Paperchase is to survive with a slimmed-down presence on the high street under a rescue deal announced by the company that will save approximately 1,000 jobs.
Sky News reported earlier this week how the stationary chain was to be sold through a so-called pre-pack administration to Aspen Phoenix - a newly formed company backed by private equity firm Permira Debt Managers.
The deal will see up to 90 of the chain's 125 stores retained by the new owner in a departure from other deals this week that will see Debenhams trade online-only under Boohoo's ownership.
ASOS, another online retailer, is in exclusive talks to buy TopShop from the collapsed Arcadia Group empire.
But any deal is expected to exclude the 444 stores at a time when the high street is largely shuttered because of COVID-19 restrictions, which have varied in severity since last March.
Up to 250 jobs were to be lost at Paperchase.
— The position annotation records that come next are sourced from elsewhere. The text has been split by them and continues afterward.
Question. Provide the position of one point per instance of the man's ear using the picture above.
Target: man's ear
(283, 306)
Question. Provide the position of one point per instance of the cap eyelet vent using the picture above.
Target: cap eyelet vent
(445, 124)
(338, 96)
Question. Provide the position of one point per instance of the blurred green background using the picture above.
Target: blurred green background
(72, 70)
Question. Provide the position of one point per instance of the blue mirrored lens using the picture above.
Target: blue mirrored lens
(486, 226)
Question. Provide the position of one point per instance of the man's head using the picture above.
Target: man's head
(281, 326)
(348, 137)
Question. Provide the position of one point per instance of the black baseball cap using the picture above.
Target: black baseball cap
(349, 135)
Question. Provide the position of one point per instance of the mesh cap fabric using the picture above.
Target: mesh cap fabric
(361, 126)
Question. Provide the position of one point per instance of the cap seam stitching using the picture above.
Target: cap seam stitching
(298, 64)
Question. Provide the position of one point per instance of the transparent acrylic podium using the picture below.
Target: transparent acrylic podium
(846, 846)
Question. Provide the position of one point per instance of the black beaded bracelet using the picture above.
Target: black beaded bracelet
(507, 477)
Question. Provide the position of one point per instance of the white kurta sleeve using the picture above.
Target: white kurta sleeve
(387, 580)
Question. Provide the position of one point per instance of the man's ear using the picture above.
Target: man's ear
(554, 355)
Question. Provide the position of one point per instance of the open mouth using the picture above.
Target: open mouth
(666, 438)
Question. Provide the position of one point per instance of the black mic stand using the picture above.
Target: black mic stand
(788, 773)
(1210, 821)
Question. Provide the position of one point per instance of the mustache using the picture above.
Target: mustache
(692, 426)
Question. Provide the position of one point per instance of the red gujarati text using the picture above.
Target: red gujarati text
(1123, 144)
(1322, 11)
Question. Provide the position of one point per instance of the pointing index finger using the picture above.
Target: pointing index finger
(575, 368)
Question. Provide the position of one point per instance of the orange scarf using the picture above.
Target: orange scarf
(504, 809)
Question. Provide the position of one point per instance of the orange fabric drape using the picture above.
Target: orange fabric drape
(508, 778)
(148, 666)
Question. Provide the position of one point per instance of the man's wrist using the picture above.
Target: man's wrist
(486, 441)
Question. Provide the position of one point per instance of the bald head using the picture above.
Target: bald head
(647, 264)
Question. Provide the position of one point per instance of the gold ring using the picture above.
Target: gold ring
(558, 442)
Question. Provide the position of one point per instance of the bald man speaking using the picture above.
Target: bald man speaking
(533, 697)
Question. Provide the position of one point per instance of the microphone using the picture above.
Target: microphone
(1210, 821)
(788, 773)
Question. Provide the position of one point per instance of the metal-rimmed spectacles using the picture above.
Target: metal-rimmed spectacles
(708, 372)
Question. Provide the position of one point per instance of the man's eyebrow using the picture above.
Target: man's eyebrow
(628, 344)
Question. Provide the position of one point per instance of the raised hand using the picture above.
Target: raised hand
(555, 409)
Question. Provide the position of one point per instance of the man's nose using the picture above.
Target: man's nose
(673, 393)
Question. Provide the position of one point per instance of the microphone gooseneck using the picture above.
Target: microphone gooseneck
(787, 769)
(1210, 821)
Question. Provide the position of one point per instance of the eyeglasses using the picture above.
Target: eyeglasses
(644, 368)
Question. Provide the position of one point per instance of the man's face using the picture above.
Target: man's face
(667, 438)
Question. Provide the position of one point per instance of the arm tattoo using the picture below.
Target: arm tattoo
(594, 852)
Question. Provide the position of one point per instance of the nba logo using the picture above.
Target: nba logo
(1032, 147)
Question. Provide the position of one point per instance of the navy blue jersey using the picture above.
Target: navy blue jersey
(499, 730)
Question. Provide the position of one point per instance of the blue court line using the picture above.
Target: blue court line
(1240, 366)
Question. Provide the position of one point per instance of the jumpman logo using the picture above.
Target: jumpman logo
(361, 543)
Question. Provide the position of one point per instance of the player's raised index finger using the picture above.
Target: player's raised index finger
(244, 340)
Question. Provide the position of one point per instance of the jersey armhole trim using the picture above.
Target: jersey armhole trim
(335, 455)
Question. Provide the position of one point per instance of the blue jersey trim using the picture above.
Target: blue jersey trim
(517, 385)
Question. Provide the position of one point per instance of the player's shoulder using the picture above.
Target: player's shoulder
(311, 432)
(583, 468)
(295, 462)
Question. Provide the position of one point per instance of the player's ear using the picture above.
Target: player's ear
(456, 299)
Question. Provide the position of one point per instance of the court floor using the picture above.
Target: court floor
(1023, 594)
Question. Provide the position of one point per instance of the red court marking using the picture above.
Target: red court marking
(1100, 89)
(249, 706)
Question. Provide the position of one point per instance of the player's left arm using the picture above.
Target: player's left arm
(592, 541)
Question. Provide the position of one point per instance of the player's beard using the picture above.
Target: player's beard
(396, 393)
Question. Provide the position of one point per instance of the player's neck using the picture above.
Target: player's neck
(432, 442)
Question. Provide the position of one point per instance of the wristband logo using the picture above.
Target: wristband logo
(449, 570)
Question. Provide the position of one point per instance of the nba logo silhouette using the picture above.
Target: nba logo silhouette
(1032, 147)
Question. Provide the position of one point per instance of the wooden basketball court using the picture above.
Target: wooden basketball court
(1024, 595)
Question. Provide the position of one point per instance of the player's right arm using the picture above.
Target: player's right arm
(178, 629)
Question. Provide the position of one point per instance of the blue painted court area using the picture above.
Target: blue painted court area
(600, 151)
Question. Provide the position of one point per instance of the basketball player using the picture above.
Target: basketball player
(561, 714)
Its chief executive, Olly Raeburn, said of its rescue: "The cumulative impact of lockdowns and related restrictions means that it is imperative we make this tough but necessary decision to safeguard Paperchase's future.
"In taking this action, we are giving ourselves the best opportunity to ensure that the business is fit for purpose in this new retail environment.
"We have been in close dialogue with all of our stakeholders through this process and are grateful for their continued support.
"We, of course, recognise that this affects many of our colleagues and we will do all we can to assist them during this difficult time."
The closure of its shops in November and December wiped out the most crucial months of the year for the chain.
Paperchase has been owned by Primary Capital, a private equity firm, since 2010, but has been forced to contend with tough high street conditions for years.
In 2019, it launched a company voluntary arrangement which saw it linking rent payments to store turnovers - making it one of the first retailers to do so.